Frontiers in Neural Circuits | 2016
Rikkert Hindriks; Xerxes D. Arsiwalla; T Panagiotaropoulos; Michel Besserve; Paul F. M. J. Verschure; Nk Logothetis; Gustavo Deco
Multi-electrode recordings of local field potentials (LFPs) provide the opportunity to investigate the spatiotemporal organization of neural activity on the scale of several millimeters. In particular, the phases of oscillatory LFPs allow studying the coordination of neural oscillations in time and space and to tie it to cognitive processing. Given the computational roles of LFP phases, it is important to know how they relate to the phases of the underlying current source densities (CSDs) that generate them. Although CSDs and LFPs are distinct physical quantities, they are often (implicitly) identified when interpreting experimental observations. That this identification is problematic is clear from the fact that LFP phases change when switching to different electrode montages, while the underlying CSD phases remain unchanged. In this study we use a volume-conductor model to characterize discrepancies between LFP and CSD phase-patterns, to identify the contributing factors, and to assess the effect of different electrode montages.
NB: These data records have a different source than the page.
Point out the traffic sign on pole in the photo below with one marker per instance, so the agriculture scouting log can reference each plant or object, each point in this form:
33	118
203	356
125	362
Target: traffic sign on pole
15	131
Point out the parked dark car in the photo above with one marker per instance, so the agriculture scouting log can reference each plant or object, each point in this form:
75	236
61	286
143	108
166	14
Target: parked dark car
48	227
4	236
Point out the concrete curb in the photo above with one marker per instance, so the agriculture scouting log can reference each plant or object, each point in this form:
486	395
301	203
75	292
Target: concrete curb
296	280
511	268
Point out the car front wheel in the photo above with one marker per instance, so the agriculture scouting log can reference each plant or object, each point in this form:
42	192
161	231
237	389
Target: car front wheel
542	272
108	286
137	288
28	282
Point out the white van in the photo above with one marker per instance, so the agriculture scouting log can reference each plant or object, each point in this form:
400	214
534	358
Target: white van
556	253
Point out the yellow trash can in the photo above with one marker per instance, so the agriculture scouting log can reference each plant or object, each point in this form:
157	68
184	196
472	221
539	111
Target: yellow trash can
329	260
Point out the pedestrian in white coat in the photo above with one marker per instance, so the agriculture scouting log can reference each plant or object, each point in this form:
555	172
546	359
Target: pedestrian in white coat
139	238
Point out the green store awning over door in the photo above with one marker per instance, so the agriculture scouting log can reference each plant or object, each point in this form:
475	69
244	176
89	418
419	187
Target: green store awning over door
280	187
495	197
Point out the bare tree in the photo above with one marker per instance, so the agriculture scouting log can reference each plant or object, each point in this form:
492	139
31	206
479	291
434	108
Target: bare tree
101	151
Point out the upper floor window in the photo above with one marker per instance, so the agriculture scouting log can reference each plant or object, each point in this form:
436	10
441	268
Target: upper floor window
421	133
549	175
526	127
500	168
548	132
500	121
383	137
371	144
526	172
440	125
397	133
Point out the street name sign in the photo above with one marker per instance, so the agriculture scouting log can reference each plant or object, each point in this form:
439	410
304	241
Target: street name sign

Although we focus on cortical LFPs recorded with two-dimensional (Utah) arrays, our findings are also relevant for other electrode configurations. We found that the main factors that determine the discrepancy between CSD and LFP phase-patterns are the frequency of the neural oscillations and the extent to which the laminar CSD profile is balanced. Furthermore, the presence of laminar phase-differences in cortical oscillations, as commonly observed in experiments, precludes identifying LFP phases with those of the CSD oscillations at a given cortical depth. This observation potentially complicates the interpretation of spike-LFP coherence and spike-triggered LFP averages. With respect to reference strategies, we found that the average-reference montage leads to larger discrepancies between LFP and CSD phases as compared with the referential montage, while the Laplacian montage reduces these discrepancies. We therefore advice to conduct analysis of two-dimensional LFP recordings using the Laplacian montage.